J'indique pour conclure qu'au cours de la contradiction conduite avec le ministère de la Culture et de la communication, deux enjeux connexes non négligeables ont été mis en évidence. Le premier a trait à la formation des artistes : il a été souligné que le développement de filières qualifiantes dans l'enseignement supérieur favoriserait la structuration de ce secteur professionnel. Le second concerne le devenir du régime d'assurance chômage propre aux artistes. L'attractivité du régime des intermittents contribue évidemment au développement de l'offre de spectacles, ce qui entraîne l'augmentation corrélative des demandes de subventions publiques ; lors des Entretiens de Valois, la directrice des Affaires culturelles de la Ville de Paris avait souligné que, pour un jeune artiste, créer une compagnie était le moyen le plus rapide de trouver une activité professionnelle.
Je vous remercie, monsieur le président, d'avoir rappelé devant nous les observations de la Cour, qui mettent en évidence ce que nous pressentions : il faut en effet réorienter les crédits, favoriser la diffusion et assurer une plus grande lisibilité de l'action de l'État. Ces nécessités sont désormais reconnues, y compris, crois-je savoir, par le directeur de la Musique, de la danse, du théâtre et des spectacles, qui nous le dira sans doute lui-même en répondant à nos questions.
La première de mes questions porte sur la répartition des crédits en régions. La Cour des comptes note que, si l'offre de spectacle vivant est aujourd'hui abondante et territorialement mieux répartie qu'il y a vingt ans, les crédits de l'État sont principalement absorbés par les grands organismes, réseaux et institutions conventionnés, installés dans les principales villes de chaque région, si bien que « les DRAC peinent à dégager des moyens pour l'aménagement et le renforcement du tissu culturel de l'ensemble du territoire régional ». Comment mieux équilibrer l'effort financier entre les grandes structures des métropoles et le tissu culturel régional ?
Dans un autre domaine, le renforcement de la diffusion est aujourd'hui défini comme un objectif prioritaire, mais sa traduction budgétaire n'est pas encore assurée. Quelles dispositions compte prendre le ministère pour lui donner plus d'efficacité ?
D'autre part, la direction de la Musique, de la danse, du théâtre et des spectacles envisage de réformer le dispositif d'aides déconcentrées aux équipes artistiques en alignant l'ensemble des disciplines sur le modèle de dispositif en vigueur pour le théâtre. Quelles seraient les modalités d'une telle réforme ?
Pourriez-vous, monsieur Hirsch, préciser l'état d'avancement et l'objectif de la réforme des commissions consultatives nationales ? La Cour signale des doublons dans les aides en certains domaines.

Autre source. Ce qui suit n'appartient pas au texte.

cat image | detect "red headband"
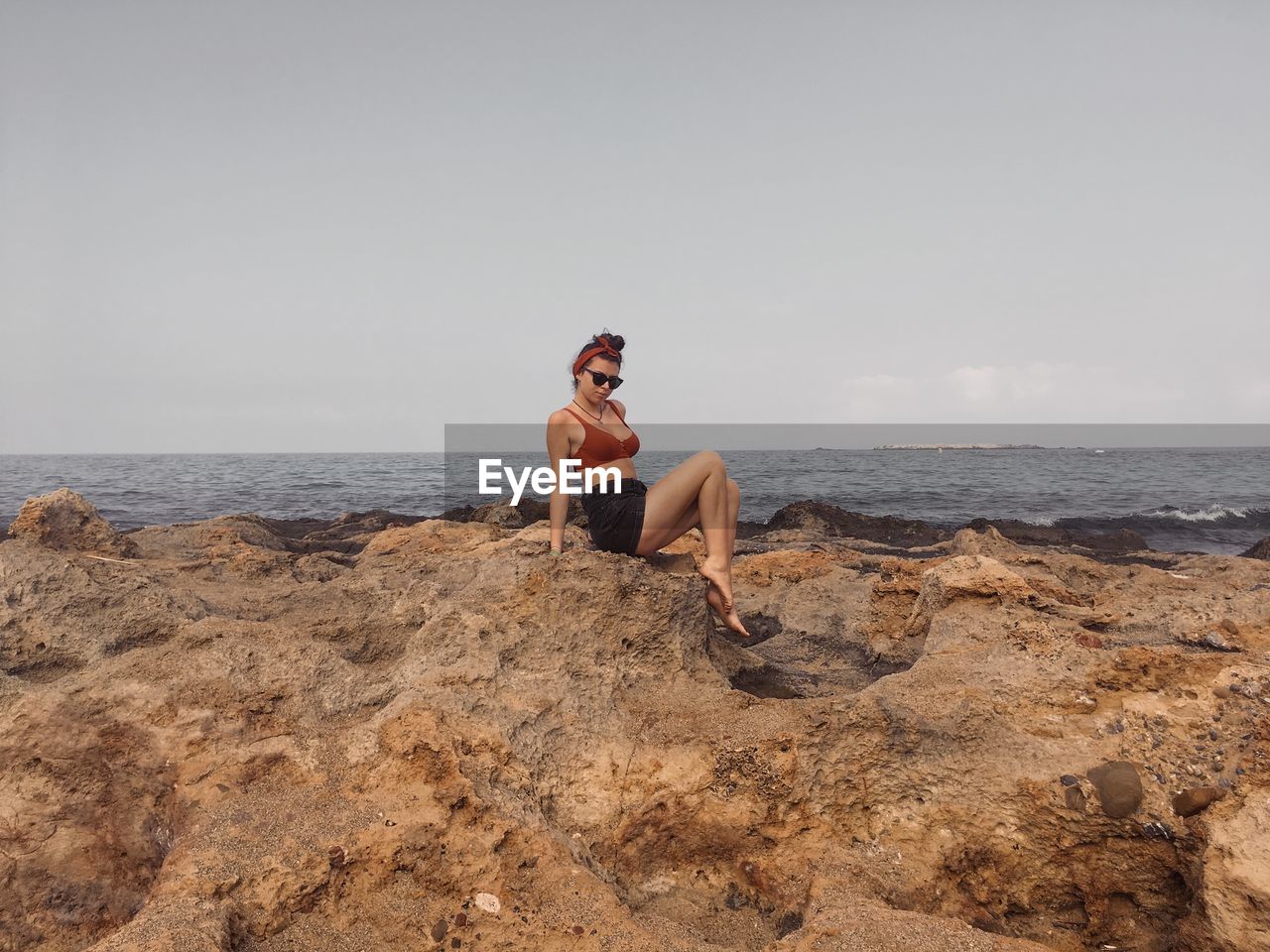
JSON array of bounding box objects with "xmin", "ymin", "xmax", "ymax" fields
[{"xmin": 572, "ymin": 344, "xmax": 621, "ymax": 376}]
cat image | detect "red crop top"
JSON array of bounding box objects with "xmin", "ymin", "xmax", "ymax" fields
[{"xmin": 566, "ymin": 404, "xmax": 639, "ymax": 468}]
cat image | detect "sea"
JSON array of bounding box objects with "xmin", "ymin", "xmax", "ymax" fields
[{"xmin": 0, "ymin": 447, "xmax": 1270, "ymax": 554}]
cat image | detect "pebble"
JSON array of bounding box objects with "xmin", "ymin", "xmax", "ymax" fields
[
  {"xmin": 472, "ymin": 892, "xmax": 503, "ymax": 915},
  {"xmin": 1084, "ymin": 761, "xmax": 1142, "ymax": 819}
]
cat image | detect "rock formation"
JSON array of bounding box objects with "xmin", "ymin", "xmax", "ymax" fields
[{"xmin": 0, "ymin": 503, "xmax": 1270, "ymax": 952}]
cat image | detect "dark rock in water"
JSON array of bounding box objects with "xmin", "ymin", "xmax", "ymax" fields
[
  {"xmin": 9, "ymin": 489, "xmax": 136, "ymax": 558},
  {"xmin": 1084, "ymin": 761, "xmax": 1142, "ymax": 819},
  {"xmin": 1243, "ymin": 536, "xmax": 1270, "ymax": 561},
  {"xmin": 756, "ymin": 500, "xmax": 952, "ymax": 548},
  {"xmin": 437, "ymin": 496, "xmax": 586, "ymax": 530},
  {"xmin": 965, "ymin": 518, "xmax": 1151, "ymax": 553},
  {"xmin": 1174, "ymin": 787, "xmax": 1225, "ymax": 816}
]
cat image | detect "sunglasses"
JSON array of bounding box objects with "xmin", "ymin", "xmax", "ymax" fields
[{"xmin": 581, "ymin": 367, "xmax": 622, "ymax": 390}]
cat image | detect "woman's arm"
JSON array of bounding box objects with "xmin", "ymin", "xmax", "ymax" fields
[{"xmin": 548, "ymin": 410, "xmax": 571, "ymax": 551}]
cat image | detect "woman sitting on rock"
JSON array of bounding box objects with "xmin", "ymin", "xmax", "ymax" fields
[{"xmin": 548, "ymin": 330, "xmax": 749, "ymax": 638}]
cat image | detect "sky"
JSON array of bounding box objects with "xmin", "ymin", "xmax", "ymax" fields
[{"xmin": 0, "ymin": 0, "xmax": 1270, "ymax": 453}]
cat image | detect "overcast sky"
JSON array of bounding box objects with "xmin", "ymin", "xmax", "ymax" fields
[{"xmin": 0, "ymin": 0, "xmax": 1270, "ymax": 452}]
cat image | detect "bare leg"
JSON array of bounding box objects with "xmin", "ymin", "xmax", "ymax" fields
[
  {"xmin": 636, "ymin": 449, "xmax": 731, "ymax": 611},
  {"xmin": 706, "ymin": 479, "xmax": 749, "ymax": 639}
]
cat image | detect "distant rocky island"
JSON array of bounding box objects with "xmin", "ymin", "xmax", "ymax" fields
[{"xmin": 874, "ymin": 443, "xmax": 1045, "ymax": 449}]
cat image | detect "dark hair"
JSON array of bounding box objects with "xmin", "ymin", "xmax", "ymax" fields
[{"xmin": 569, "ymin": 327, "xmax": 626, "ymax": 390}]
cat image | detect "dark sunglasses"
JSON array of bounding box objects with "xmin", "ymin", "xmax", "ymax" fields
[{"xmin": 581, "ymin": 367, "xmax": 622, "ymax": 390}]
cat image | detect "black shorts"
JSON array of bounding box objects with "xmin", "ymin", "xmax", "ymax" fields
[{"xmin": 581, "ymin": 477, "xmax": 648, "ymax": 554}]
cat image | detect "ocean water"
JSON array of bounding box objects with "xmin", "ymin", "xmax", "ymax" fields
[{"xmin": 0, "ymin": 447, "xmax": 1270, "ymax": 554}]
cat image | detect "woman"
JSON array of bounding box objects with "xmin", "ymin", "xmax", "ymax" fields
[{"xmin": 548, "ymin": 330, "xmax": 749, "ymax": 639}]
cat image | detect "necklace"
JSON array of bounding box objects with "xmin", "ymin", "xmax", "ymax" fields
[{"xmin": 572, "ymin": 398, "xmax": 604, "ymax": 422}]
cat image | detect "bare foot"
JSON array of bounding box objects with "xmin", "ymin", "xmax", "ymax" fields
[
  {"xmin": 706, "ymin": 585, "xmax": 749, "ymax": 639},
  {"xmin": 698, "ymin": 556, "xmax": 733, "ymax": 612}
]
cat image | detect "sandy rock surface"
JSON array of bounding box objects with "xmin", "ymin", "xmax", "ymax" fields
[{"xmin": 0, "ymin": 500, "xmax": 1270, "ymax": 952}]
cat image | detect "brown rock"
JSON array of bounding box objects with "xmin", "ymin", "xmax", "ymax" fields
[
  {"xmin": 1084, "ymin": 761, "xmax": 1142, "ymax": 819},
  {"xmin": 9, "ymin": 489, "xmax": 136, "ymax": 558},
  {"xmin": 1174, "ymin": 787, "xmax": 1225, "ymax": 816},
  {"xmin": 1242, "ymin": 536, "xmax": 1270, "ymax": 559}
]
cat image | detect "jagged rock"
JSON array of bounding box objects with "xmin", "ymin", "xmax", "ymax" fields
[
  {"xmin": 949, "ymin": 526, "xmax": 1019, "ymax": 559},
  {"xmin": 1174, "ymin": 787, "xmax": 1225, "ymax": 816},
  {"xmin": 756, "ymin": 500, "xmax": 952, "ymax": 547},
  {"xmin": 9, "ymin": 489, "xmax": 135, "ymax": 558},
  {"xmin": 904, "ymin": 554, "xmax": 1040, "ymax": 638}
]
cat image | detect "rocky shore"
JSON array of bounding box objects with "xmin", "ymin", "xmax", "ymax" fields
[{"xmin": 0, "ymin": 490, "xmax": 1270, "ymax": 952}]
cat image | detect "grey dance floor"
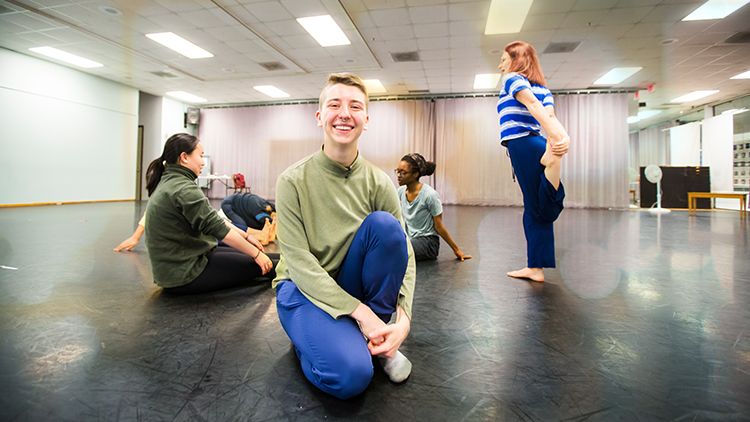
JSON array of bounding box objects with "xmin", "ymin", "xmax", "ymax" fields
[{"xmin": 0, "ymin": 203, "xmax": 750, "ymax": 421}]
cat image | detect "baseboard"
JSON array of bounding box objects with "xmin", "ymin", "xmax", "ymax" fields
[{"xmin": 0, "ymin": 198, "xmax": 135, "ymax": 208}]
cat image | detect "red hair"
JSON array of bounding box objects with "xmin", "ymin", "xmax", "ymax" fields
[{"xmin": 504, "ymin": 41, "xmax": 547, "ymax": 86}]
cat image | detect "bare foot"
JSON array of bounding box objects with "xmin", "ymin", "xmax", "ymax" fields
[
  {"xmin": 506, "ymin": 267, "xmax": 544, "ymax": 283},
  {"xmin": 266, "ymin": 219, "xmax": 276, "ymax": 242}
]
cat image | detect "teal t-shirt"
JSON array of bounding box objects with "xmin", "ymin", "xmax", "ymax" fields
[{"xmin": 398, "ymin": 183, "xmax": 443, "ymax": 239}]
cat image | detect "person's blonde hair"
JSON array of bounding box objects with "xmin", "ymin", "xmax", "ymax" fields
[{"xmin": 318, "ymin": 72, "xmax": 370, "ymax": 109}]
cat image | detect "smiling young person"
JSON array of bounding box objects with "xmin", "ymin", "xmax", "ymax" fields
[
  {"xmin": 273, "ymin": 73, "xmax": 415, "ymax": 399},
  {"xmin": 145, "ymin": 133, "xmax": 273, "ymax": 294},
  {"xmin": 497, "ymin": 41, "xmax": 570, "ymax": 282}
]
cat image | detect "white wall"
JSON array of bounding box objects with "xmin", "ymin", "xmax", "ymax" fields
[
  {"xmin": 0, "ymin": 49, "xmax": 138, "ymax": 204},
  {"xmin": 669, "ymin": 122, "xmax": 713, "ymax": 166},
  {"xmin": 159, "ymin": 97, "xmax": 193, "ymax": 141},
  {"xmin": 138, "ymin": 92, "xmax": 164, "ymax": 199},
  {"xmin": 702, "ymin": 114, "xmax": 739, "ymax": 209},
  {"xmin": 138, "ymin": 92, "xmax": 188, "ymax": 199}
]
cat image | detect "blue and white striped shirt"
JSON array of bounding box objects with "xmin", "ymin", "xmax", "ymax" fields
[{"xmin": 497, "ymin": 73, "xmax": 555, "ymax": 146}]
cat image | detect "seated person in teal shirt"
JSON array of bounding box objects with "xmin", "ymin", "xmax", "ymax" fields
[{"xmin": 396, "ymin": 153, "xmax": 471, "ymax": 261}]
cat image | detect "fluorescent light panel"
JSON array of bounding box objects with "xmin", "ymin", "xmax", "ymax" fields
[
  {"xmin": 297, "ymin": 15, "xmax": 351, "ymax": 47},
  {"xmin": 363, "ymin": 79, "xmax": 388, "ymax": 94},
  {"xmin": 594, "ymin": 67, "xmax": 643, "ymax": 85},
  {"xmin": 29, "ymin": 46, "xmax": 104, "ymax": 69},
  {"xmin": 146, "ymin": 32, "xmax": 214, "ymax": 59},
  {"xmin": 166, "ymin": 91, "xmax": 206, "ymax": 104},
  {"xmin": 253, "ymin": 85, "xmax": 289, "ymax": 98},
  {"xmin": 484, "ymin": 0, "xmax": 533, "ymax": 35},
  {"xmin": 721, "ymin": 107, "xmax": 747, "ymax": 114},
  {"xmin": 682, "ymin": 0, "xmax": 750, "ymax": 21},
  {"xmin": 670, "ymin": 89, "xmax": 719, "ymax": 103},
  {"xmin": 474, "ymin": 73, "xmax": 501, "ymax": 89}
]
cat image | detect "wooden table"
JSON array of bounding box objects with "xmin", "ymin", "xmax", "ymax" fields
[{"xmin": 688, "ymin": 192, "xmax": 748, "ymax": 217}]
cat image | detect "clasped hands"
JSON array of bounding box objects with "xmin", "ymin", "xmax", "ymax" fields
[{"xmin": 351, "ymin": 303, "xmax": 411, "ymax": 358}]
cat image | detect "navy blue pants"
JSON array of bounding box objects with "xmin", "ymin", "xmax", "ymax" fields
[
  {"xmin": 506, "ymin": 135, "xmax": 565, "ymax": 268},
  {"xmin": 276, "ymin": 211, "xmax": 408, "ymax": 399}
]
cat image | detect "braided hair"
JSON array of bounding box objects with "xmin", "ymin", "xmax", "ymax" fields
[{"xmin": 401, "ymin": 152, "xmax": 435, "ymax": 179}]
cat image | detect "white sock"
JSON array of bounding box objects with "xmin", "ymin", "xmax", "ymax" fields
[{"xmin": 380, "ymin": 351, "xmax": 411, "ymax": 384}]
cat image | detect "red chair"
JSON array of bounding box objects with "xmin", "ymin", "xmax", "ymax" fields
[{"xmin": 232, "ymin": 173, "xmax": 250, "ymax": 193}]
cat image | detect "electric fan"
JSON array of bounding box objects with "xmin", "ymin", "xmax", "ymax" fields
[{"xmin": 644, "ymin": 164, "xmax": 670, "ymax": 214}]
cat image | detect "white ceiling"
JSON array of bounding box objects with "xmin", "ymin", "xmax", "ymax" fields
[{"xmin": 0, "ymin": 0, "xmax": 750, "ymax": 127}]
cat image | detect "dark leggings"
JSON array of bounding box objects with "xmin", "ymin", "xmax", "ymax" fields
[
  {"xmin": 507, "ymin": 135, "xmax": 565, "ymax": 268},
  {"xmin": 164, "ymin": 246, "xmax": 275, "ymax": 295}
]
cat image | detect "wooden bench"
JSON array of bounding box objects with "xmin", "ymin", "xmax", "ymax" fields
[{"xmin": 688, "ymin": 192, "xmax": 748, "ymax": 217}]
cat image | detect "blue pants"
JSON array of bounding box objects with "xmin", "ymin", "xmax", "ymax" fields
[
  {"xmin": 276, "ymin": 211, "xmax": 408, "ymax": 399},
  {"xmin": 507, "ymin": 135, "xmax": 565, "ymax": 268}
]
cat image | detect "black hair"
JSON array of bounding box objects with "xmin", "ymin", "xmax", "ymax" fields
[
  {"xmin": 401, "ymin": 152, "xmax": 435, "ymax": 179},
  {"xmin": 146, "ymin": 133, "xmax": 199, "ymax": 196}
]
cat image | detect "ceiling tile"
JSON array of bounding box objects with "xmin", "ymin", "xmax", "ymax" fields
[
  {"xmin": 244, "ymin": 1, "xmax": 294, "ymax": 22},
  {"xmin": 409, "ymin": 5, "xmax": 448, "ymax": 24},
  {"xmin": 448, "ymin": 1, "xmax": 490, "ymax": 21},
  {"xmin": 414, "ymin": 22, "xmax": 448, "ymax": 38},
  {"xmin": 370, "ymin": 8, "xmax": 411, "ymax": 27}
]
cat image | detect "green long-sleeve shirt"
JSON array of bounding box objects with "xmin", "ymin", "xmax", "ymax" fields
[
  {"xmin": 145, "ymin": 164, "xmax": 229, "ymax": 287},
  {"xmin": 273, "ymin": 151, "xmax": 416, "ymax": 319}
]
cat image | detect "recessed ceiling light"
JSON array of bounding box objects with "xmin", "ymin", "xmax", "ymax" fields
[
  {"xmin": 474, "ymin": 73, "xmax": 501, "ymax": 89},
  {"xmin": 682, "ymin": 0, "xmax": 750, "ymax": 21},
  {"xmin": 484, "ymin": 0, "xmax": 533, "ymax": 35},
  {"xmin": 670, "ymin": 89, "xmax": 719, "ymax": 103},
  {"xmin": 363, "ymin": 79, "xmax": 388, "ymax": 94},
  {"xmin": 594, "ymin": 67, "xmax": 643, "ymax": 85},
  {"xmin": 297, "ymin": 15, "xmax": 351, "ymax": 47},
  {"xmin": 253, "ymin": 85, "xmax": 289, "ymax": 98},
  {"xmin": 29, "ymin": 46, "xmax": 104, "ymax": 69},
  {"xmin": 166, "ymin": 91, "xmax": 206, "ymax": 104},
  {"xmin": 146, "ymin": 32, "xmax": 214, "ymax": 59},
  {"xmin": 97, "ymin": 4, "xmax": 122, "ymax": 16}
]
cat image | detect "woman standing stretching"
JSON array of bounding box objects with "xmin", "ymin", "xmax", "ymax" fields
[{"xmin": 497, "ymin": 41, "xmax": 570, "ymax": 283}]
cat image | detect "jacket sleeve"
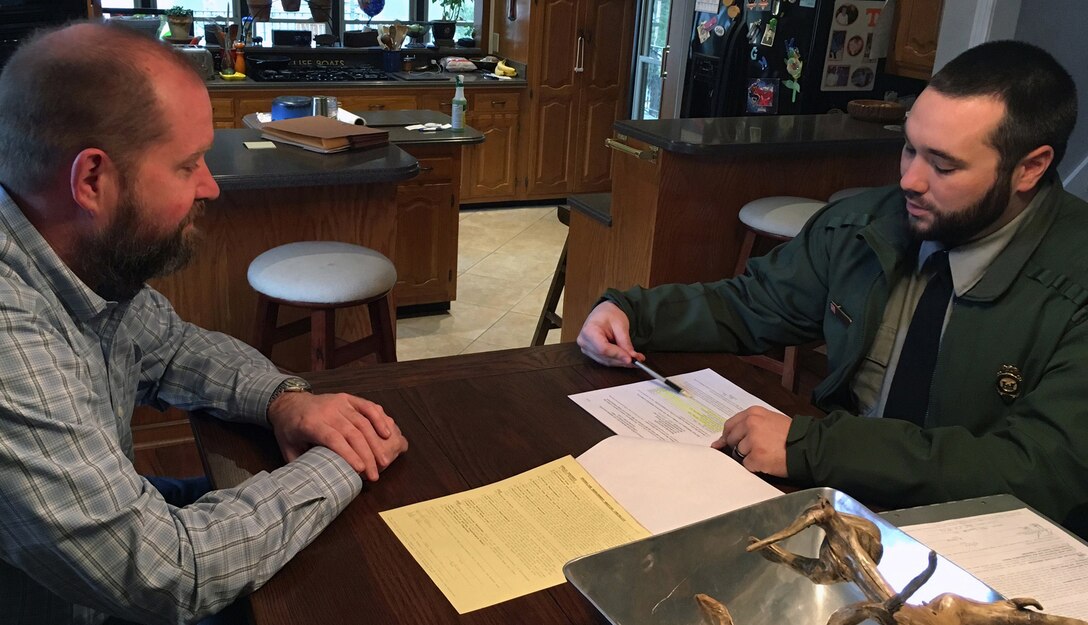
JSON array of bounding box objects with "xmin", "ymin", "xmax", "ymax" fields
[
  {"xmin": 604, "ymin": 209, "xmax": 829, "ymax": 354},
  {"xmin": 787, "ymin": 311, "xmax": 1088, "ymax": 536}
]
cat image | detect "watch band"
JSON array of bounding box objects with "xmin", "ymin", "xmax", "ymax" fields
[{"xmin": 264, "ymin": 378, "xmax": 313, "ymax": 413}]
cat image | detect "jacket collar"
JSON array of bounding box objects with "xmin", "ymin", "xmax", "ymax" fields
[{"xmin": 858, "ymin": 181, "xmax": 1064, "ymax": 302}]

Elle évoque également le difficile problème de la valeur ajoutée de l'action de l'État, et dénonce l'empilement des relations contractuelles ainsi que la faible lisibilité des subventions. L'action de l'État doit-elle se concentrer sur la diffusion interrégionale, sur la diffusion internationale ? Comme le souligne la Cour, il faut mesurer l'efficacité de cette action.
Enfin, monsieur le directeur, je vous saurai gré de préciser les avantages de l'« avis labellisant », qui permettrait de reconnaître la qualité d'une démarche artistique sans impliquer obligatoirement un financement. Où en est la réflexion de la direction à ce sujet ?
Le rapport de la Cour sur la politique du spectacle vivant, dont j'observe qu'il est particulièrement critique, m'a beaucoup intéressé. Bien des élus remarquent comme moi que, si le ministère de la Culture est désormais très déconcentré, il semble ne pas avoir perçu le mouvement de décentralisation engagé au début des années quatre-vingt. Dans un domaine qui, financièrement, est largement l'apanage des collectivités territoriales, il continue à se vouloir prescripteur et prétend détenir le monopole des valeurs et du bon goût. Il y a là une sorte de fixisme, comme si le ministère, probablement toujours impressionné par l'ombre tutélaire d'André Malraux, son fondateur, n'avait pas pris la mesure de l'évolution de notre pays.
Mes constatations rejoignent celles de la Cour : la disproportion du financement du spectacle vivant est telle entre l'État et les collectivités territoriales que l'on peut légitimement s'interroger sur le bien-fondé du maintien de structures aussi lourdes que le sont les DRAC, dont les directeurs aux idées très arrêtées prennent, pas toujours dans une parfaite transparence, des décisions discrétionnaires. Dans le contexte que nous connaissons, faut-il maintenir un ministère comme celui-là ?
Chaque fois que j'entends évoquer ce genre de constat, je tremble pour les territoires ruraux. Pourtant, je le répète régulièrement, il n'y a pas de développement économique dans les déserts culturels. On voit dans le Limousin, combien, au nom de la rentabilité mesurée par le montant de l'aide rapportée au spectateur, il serait dommageable de pénaliser les territoires ruraux dont les habitants ont droit, autant que les autres, à une offre culturelle de qualité.
Les compagnies et les équipes indépendantes redoutent que la redistribution des responsabilités et des compétences entre l'État et les collectivités territoriales ne remette en cause les financements. Comment garantir, dans un tel contexte, la pluralité de l'offre et la stabilité des partenariats au service de la création et de l'éducation ?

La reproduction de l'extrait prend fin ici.